The majority of top-scoring genes for SC (75%) were randomly distributed along the genome (Fig. 2B), while 10 genes were found to be contiguous and contained within the groESL operon (clustering was statistically significant with p-value ≈ 1.52 × 10−06, Fig. S9). Notably, this operon, encoding the GroEL chaperone and GroES co-chaperone proteins (Table 2), has been reported in other studies to ascertain phylogeny and classification within the Streptococcus genus[29] and between species of the S. viridans and S. mutans Streptococci groups[30, 31]. A number of other top scoring genes in predicting SC have also previously been demonstrated to be powerful discriminators of genealogy in a range of bacterial species. For instance, sodA, encoding for the manganese superoxide dismutase, critical against oxidative stress and linked to both survival and virulence, has been highlighted in numerous studies for its relevance in identification of rare clones of pneumococci[32, 33] and streptococci at the species level[34, 35]. Another example is the lmb gene, encoding for an extracellular protein with a key role in physiology and pathogenicity[36, 37]. Homologs of this protein have been documented to be present and discriminatory of at least 25 groups of the Streptococcus genus with possible similar functions[38, 39]. The housekeeping genes included in multilocus sequence typing (MLST) classification performed no better than average in predicting SC across the sensitivity experiments (Figs 1 and S1–3). The exception was the Signal Peptidase I gene (spi), which featured in the top-scoring genes predicting SC under the strict 1% cutoff (Table 2). This is unsurprising, however, as MLST genes are unlikely to dictate lineage differentiation through selective processes, which endorses their choice as good discriminators of recent neutral diversification, in particular within recent epidemiological events[5, 6].

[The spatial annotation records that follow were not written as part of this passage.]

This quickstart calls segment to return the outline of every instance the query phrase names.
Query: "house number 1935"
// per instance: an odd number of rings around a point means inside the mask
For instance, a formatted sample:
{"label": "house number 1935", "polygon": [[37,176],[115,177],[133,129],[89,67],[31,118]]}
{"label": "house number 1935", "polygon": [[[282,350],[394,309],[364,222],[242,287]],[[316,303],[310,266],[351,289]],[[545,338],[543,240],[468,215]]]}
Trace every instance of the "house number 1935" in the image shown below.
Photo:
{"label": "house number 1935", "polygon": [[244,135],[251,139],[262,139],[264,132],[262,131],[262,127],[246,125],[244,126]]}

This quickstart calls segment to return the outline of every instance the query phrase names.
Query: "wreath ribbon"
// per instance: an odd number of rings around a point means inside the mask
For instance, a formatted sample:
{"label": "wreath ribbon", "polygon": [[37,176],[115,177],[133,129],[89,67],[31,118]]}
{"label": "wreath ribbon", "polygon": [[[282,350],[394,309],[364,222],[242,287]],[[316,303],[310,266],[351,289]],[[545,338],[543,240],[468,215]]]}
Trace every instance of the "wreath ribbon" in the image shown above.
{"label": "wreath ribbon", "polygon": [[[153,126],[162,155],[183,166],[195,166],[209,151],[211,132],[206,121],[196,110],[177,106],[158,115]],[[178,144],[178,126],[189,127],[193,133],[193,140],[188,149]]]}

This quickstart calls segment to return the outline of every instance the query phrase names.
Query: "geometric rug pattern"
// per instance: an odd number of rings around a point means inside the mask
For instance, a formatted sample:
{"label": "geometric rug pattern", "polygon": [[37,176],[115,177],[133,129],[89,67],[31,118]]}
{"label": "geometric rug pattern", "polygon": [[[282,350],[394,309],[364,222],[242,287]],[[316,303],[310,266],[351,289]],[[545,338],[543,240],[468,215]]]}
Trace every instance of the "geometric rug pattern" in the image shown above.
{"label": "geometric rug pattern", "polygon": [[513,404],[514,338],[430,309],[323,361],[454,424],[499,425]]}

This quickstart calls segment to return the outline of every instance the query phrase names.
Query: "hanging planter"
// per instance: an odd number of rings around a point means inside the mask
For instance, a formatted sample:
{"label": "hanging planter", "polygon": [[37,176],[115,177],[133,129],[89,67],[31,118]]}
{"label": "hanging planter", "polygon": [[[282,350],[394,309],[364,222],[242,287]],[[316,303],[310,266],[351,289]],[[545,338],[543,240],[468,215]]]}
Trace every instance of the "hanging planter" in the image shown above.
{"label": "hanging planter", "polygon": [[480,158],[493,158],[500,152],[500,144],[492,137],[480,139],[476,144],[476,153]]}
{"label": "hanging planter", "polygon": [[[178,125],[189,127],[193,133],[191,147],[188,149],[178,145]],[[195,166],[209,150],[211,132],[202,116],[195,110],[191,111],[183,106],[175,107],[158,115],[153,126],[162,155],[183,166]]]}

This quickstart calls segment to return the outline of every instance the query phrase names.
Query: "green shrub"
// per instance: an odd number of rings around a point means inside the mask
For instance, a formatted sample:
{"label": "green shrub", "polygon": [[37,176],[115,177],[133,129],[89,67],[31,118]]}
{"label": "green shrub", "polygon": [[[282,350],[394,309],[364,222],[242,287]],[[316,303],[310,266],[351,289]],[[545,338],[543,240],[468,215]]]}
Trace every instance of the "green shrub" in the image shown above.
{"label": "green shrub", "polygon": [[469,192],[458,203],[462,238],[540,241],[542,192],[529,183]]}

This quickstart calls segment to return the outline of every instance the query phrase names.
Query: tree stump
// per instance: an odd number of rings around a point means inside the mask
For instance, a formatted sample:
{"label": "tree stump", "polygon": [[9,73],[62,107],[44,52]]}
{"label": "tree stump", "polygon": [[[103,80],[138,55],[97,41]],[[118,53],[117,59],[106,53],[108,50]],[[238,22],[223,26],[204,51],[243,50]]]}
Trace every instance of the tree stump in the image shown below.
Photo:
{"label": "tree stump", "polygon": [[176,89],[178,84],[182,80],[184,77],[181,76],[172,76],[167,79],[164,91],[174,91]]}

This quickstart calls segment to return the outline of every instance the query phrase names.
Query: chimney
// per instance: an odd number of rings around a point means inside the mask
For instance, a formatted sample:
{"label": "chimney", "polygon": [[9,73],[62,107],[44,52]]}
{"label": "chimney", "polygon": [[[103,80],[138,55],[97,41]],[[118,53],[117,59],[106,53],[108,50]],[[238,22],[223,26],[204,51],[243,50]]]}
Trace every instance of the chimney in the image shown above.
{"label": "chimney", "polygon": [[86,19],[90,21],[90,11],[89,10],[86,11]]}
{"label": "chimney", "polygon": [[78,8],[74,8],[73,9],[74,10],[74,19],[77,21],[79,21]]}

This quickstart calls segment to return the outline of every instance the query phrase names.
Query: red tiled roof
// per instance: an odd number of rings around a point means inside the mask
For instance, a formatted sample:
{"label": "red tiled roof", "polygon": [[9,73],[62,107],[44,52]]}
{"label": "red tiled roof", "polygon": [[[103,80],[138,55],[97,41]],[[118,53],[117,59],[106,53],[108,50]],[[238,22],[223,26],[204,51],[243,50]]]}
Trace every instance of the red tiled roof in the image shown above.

Top-scoring genes for serotype are associated with resource competition and antibiotic resistance

When analyzing the 39 top-scoring, non-capsular genes which were highly predictive of serotype, we found 24 (62%) with compelling support for functional background that could mediate pneumococcal competitive interactions or niche specialization, at least in related streptococcal species (reviewed in detail in supplementary text). For instance, ATP-binding cassette (ABC) transporter genes, critical for intake, antibiotic resistance and metabolism, were found 5 times more frequently in the genes predictive of serotype compared to those determining SC (Tables 1 and 2). Notably, our approach selected the genes encoding for the pit ABC transporter, a key player in iron uptake known to exhibit strain-specific variation[40], but did not select two other operons encoding iron transporters (piu, pia), which are conserved between S. pneumoniae strains[40] and therefore unlikely to be predictors of serotype. Transport of essential substrates is also achieved by alternative systems which were also captured by our approach, such as the passive channel sodium symporter GlyP[41] or the use of menaquinones and ubiquinones for electron transport (mevalonate pathway)[42-44]. We also found some of the top-scoring entries to be involved in functions associated with respiration (ecsA, mvaD, mvaK2) and amino acid, fatty acid and cell wall or capsular biosynthesis which amounted for approximately 25% of the top-scoring genes (trpF, fabG, lysC, mvaD, mvaK2, ritR, pbp1A, pbpX, mraW and mraY). High RFA scores for serotype were also found among a number of genes flanking the capsular locus which are involved in antibiotic resistance, such as penicillin-binding protein genes pbpX and pbp1A, the 16S rRNA cytosine-methyltransferase gene mraW and the phospho-N-acetylmuramoyl-pentapeptide-transferase gene mraY. Genes involved in resistance to other antibiotics such as tomethicillin, vancomycin, daptomycin (vra operon)[45] and the broad-spectrum quinolones family (patB)[46-48] were also featured in the top-scoring genes. Also of note were entries linked to direct inter- and intra-species competition, either through factors related to immune escape or warfare. These included genes linked to pneumolysin expression and biofilm formation (luxS)[49, 50], and production of bacteriocins (blpH)[51, 52], ammonia (glmS)[53] and lysozymes (lytC)[54, 55].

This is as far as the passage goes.